Causal convolution is a type of convolution in which only the values in the left half of the kernel are used in convolution whereas the kernel values in the right half are replaced by zero. This is achieved by masking the kernel. The purpose of masking the kernel is to conduct convolution only on values that are at the same position or further back in a sequence than the current value that is predicted. If the dimension along the sequence represents time, then what causal convolution achieves is to make it blind to values that lie in the future.
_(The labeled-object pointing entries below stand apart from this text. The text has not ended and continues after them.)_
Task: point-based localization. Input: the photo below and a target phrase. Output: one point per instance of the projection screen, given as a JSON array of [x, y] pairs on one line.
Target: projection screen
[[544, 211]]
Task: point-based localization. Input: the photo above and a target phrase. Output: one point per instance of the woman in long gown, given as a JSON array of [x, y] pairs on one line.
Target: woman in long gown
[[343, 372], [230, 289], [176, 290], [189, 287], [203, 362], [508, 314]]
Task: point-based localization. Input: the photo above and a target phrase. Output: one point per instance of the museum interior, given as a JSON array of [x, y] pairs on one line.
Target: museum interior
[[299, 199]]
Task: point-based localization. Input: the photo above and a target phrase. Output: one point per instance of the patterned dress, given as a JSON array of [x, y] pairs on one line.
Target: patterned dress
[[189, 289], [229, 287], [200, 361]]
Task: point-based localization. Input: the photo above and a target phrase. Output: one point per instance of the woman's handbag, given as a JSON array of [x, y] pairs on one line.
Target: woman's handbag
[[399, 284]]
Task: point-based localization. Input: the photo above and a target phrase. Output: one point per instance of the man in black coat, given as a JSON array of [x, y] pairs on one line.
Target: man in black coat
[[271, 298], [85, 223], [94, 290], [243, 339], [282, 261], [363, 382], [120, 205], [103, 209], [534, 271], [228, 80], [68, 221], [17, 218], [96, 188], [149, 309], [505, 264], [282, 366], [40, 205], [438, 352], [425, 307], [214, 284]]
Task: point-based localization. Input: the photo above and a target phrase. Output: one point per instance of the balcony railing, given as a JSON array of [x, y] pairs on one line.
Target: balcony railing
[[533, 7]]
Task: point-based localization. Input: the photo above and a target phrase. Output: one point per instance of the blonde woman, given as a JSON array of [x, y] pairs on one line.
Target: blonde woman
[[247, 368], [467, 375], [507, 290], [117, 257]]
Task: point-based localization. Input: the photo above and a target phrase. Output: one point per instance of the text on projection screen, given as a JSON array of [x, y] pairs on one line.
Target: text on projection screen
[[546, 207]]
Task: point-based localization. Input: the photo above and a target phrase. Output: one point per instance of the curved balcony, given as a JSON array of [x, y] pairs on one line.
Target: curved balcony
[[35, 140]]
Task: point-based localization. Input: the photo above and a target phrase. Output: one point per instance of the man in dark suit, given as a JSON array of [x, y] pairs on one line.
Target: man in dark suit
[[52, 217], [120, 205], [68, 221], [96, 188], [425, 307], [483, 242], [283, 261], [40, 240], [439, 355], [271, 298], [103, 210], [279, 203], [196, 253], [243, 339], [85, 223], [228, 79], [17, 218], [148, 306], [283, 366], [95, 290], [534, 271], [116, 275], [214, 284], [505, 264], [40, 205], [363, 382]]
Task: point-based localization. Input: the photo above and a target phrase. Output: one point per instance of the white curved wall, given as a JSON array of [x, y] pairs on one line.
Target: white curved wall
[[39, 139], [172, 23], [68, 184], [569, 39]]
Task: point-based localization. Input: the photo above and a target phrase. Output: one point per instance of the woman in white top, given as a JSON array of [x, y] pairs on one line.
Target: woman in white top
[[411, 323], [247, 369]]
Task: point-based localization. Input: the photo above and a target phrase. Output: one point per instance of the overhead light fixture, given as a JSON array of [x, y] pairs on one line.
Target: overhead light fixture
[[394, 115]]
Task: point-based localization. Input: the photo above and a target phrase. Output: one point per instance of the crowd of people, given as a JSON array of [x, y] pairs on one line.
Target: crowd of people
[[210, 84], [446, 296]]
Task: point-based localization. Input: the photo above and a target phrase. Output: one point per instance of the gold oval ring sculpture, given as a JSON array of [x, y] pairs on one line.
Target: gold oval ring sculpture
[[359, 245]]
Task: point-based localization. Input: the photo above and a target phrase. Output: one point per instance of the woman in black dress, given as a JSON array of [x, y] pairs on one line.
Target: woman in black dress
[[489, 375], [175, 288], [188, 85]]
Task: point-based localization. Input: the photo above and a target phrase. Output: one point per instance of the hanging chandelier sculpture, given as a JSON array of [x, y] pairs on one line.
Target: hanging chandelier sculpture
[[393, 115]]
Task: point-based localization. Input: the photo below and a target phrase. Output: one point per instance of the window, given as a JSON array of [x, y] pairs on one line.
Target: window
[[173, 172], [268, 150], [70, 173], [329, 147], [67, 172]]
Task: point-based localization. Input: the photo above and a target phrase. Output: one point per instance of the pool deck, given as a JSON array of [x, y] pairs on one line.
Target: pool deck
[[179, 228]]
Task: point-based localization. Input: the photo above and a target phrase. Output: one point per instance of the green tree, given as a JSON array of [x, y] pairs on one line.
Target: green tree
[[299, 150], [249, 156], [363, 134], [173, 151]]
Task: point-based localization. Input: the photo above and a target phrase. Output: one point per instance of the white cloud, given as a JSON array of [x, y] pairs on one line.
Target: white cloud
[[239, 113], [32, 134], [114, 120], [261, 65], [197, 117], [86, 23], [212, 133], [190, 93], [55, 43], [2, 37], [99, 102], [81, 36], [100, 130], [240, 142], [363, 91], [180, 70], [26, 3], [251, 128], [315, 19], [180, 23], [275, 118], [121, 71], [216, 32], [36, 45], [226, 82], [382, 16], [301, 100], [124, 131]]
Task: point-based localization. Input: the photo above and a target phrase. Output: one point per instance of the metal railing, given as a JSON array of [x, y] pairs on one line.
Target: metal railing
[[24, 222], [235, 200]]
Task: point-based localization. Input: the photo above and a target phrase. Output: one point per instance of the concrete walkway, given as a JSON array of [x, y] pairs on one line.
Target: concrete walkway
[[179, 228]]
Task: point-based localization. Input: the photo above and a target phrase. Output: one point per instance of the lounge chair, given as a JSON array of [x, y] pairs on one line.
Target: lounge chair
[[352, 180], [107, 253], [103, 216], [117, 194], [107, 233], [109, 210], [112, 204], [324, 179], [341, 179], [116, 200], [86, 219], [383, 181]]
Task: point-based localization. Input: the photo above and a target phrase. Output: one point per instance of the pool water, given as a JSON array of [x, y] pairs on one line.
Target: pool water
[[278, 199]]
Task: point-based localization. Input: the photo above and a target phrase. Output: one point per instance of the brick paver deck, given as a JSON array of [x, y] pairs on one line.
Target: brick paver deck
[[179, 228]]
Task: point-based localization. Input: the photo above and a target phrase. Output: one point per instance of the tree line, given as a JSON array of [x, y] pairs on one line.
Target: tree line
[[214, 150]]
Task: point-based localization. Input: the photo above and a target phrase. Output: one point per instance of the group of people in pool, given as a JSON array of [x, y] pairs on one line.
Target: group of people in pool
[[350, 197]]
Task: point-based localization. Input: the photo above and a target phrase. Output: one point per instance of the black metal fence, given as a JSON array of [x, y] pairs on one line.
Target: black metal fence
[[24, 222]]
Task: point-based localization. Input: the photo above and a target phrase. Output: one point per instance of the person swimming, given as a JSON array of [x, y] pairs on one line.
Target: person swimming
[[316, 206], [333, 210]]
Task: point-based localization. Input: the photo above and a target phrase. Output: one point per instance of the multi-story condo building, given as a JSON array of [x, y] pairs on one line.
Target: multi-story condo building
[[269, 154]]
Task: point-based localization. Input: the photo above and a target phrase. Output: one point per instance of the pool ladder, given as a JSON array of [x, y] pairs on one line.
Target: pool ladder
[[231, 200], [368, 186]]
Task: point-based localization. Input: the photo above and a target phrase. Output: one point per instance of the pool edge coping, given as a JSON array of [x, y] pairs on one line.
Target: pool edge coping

This is essential for many sequence prediction tasks such as sequence continuation.

Causal Convolution in a CNN. ©Tho Nguyen et. al. 2020

The reason that CNNs are starting to surpass RNNs in sequence prediction tasks is that CNNs can operate in parallel on input data (which RNNs can’t), they are good at exploiting local dependencies, and the distance between positions in a sequence is logarithmic. Convolutional Neural Networks can work in parallel because each value in an input sequence can be processed at the same time and does not necessarily depend on the previous values. The distance in position between output value and first value in an input sequence is in the order of log(N) which is much better than that of an RNN, in which the distance is in the order of N.

Transformer Model

The use of RNNs for sequence to sequence translation tasks is obsolete by now. This is partially because they have been superseded in efficiency by CNNs. But also because of the introduction of attention mechanisms. These mechanisms help with preserving the influence of important values even if they are located far back in an input sequence. Attention mechanisms have been introduced in the context of text to text translation. There, models with attention have been shown to significantly surpass models without.

Architecture of a Transformer Model. ©Gaurav Ghati 2020

Transformer models are models that employ multiple forms of attention. The level of sophistication of this approach exceeds the scope of this article. Readers interested in this topic can find more information for instance in an article by Gaurav Ghati.